First, I don’t believe there are any quick fixes — no crash diets or hard-core workout plans — for the postpartum mother (especially the first couple of months). I like the old quote that says, “It took 9 months to put it on, it will take 9 months to take it off.” And remember: if you had a cesarean delivery, you should not do most of these exercises until at least 6 week post-operative.
- Wrap it up. Right after your first postpartum shower, wrap up your belly with a corset or postnatal wrap. This helps support the abdominal muscles, stabilize the internal organs, support the lower back and boost your confidence. Wear this as much as you can for as long as you can. I wore my belly wrap day and night for the first four or five weeks.
- Rest. No, really. Rest. In the first few weeks, it’s important to take time out to love and bond with your baby. Focus on taking care of yourself by eating healthfully, taking your vitamins and iron supplements, and drinking lots of water. Take time and visit with your guests. While your baby naps, you might be able to take a nap as well.

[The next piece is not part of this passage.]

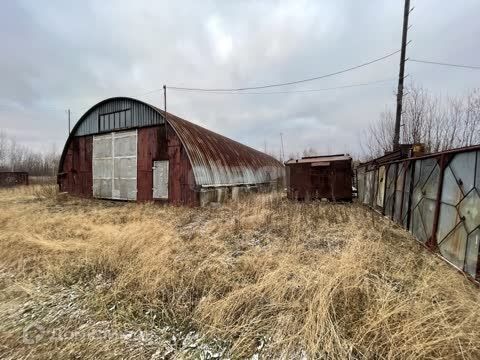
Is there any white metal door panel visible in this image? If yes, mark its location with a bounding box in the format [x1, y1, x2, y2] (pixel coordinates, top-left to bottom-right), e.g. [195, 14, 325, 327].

- Take a walk. Maybe you feel like a walk in the first few days or a couple of weeks postpartum. Snuggling your baby next to you in a baby sling is a wonderful way to bond, and it also gets you some fresh air. Use the postnatal wrap to help support your low back and use your deep transverse abdominals to hold your core in tight to begin to retrain the stretched ligaments and muscles.
- Get a leg up. Lunges and squats are some of the best lower body exercises to do postpartum. These obviously strengthen the leg muscles but it also tightens up the lower abdominals as well as the pelvic floor. Engage the whole leg and make sure the knees don’t collapse or roll inward.

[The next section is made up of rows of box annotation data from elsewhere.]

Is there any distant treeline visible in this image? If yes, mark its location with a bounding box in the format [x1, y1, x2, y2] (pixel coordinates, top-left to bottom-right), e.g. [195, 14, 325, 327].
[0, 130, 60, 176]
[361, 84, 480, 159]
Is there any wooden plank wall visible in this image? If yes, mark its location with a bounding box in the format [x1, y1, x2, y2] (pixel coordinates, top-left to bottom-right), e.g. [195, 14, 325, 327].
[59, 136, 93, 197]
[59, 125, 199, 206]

- Build up your arms. Plank, forearm planks and modified pushups are great ways to build back your arm and shoulder strength. These also do double-duty to strengthen the core, low back and pelvic floor. One of the best ways to get in your pushups is to do them against the kitchen countertops; this really engages your arms and shoulders.

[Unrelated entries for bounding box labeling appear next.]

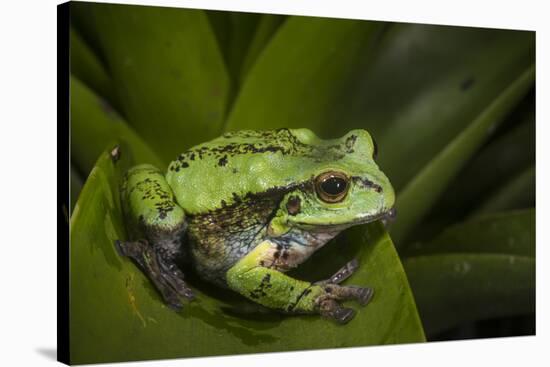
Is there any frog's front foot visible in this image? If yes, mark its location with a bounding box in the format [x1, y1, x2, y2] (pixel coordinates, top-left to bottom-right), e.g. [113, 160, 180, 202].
[115, 240, 195, 310]
[314, 259, 374, 324]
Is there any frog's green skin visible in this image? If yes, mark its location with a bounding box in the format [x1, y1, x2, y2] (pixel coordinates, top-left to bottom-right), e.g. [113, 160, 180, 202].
[117, 129, 395, 322]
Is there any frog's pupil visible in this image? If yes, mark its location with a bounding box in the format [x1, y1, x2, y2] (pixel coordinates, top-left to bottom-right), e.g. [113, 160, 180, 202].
[321, 177, 347, 195]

- Get back to your mat. Maybe after a few weeks of slowly building back your arm and leg strength, you’re ready to get back to your yoga practice. Go slowly. This is a totally different body that’s coming back to the mat. Slow, simple Sun Salutations with modified Down Dogs (Puppy pose). Think more about getting stronger and not so much about the deep stretches.
- Block it up. Building back your inner thigh strength after delivery is really critical to both the lower back and the knees. Grab a yoga block and use it in any poses that you can squeeze your knees together to engage the inner thigh muscles and ligaments. Chair, Boat, Bridge, Forward Flow, Plow poses can also use the block and you can squeeze the block and hold or pulse. Again, incorporate abdominal contractions and lock down the pelvic floor.
- Restore the core and pelvic floor. One of the best core and pelvic floor workouts is to simply pull the pelvic floor together and lock it in place while you pull your naval toward the spine and hold it in for 30-60 seconds. You can practice this anywhere. Other great core restorers are: forearm plank, boat and low boat, bicycle or slow crunches — anything where you’re holding and engaging those abdominal muscles. Especially in the first few months after delivery, take care to keep the pelvic floor contracted through poses like Downward Facing Dog, Three Legged Dog, Half Moon, Shoulder Stand, Plow and any inversions that are some of the main culprits of the horribly taking in air. Whether you’re working on getting back to your own home practice or you feel you are ready to venture out to your favorite yoga class, these eight tips can help build your strength back and provide a stable place from where you can build upon. Go slow, listen to your body, and above all else, be kind to yourself.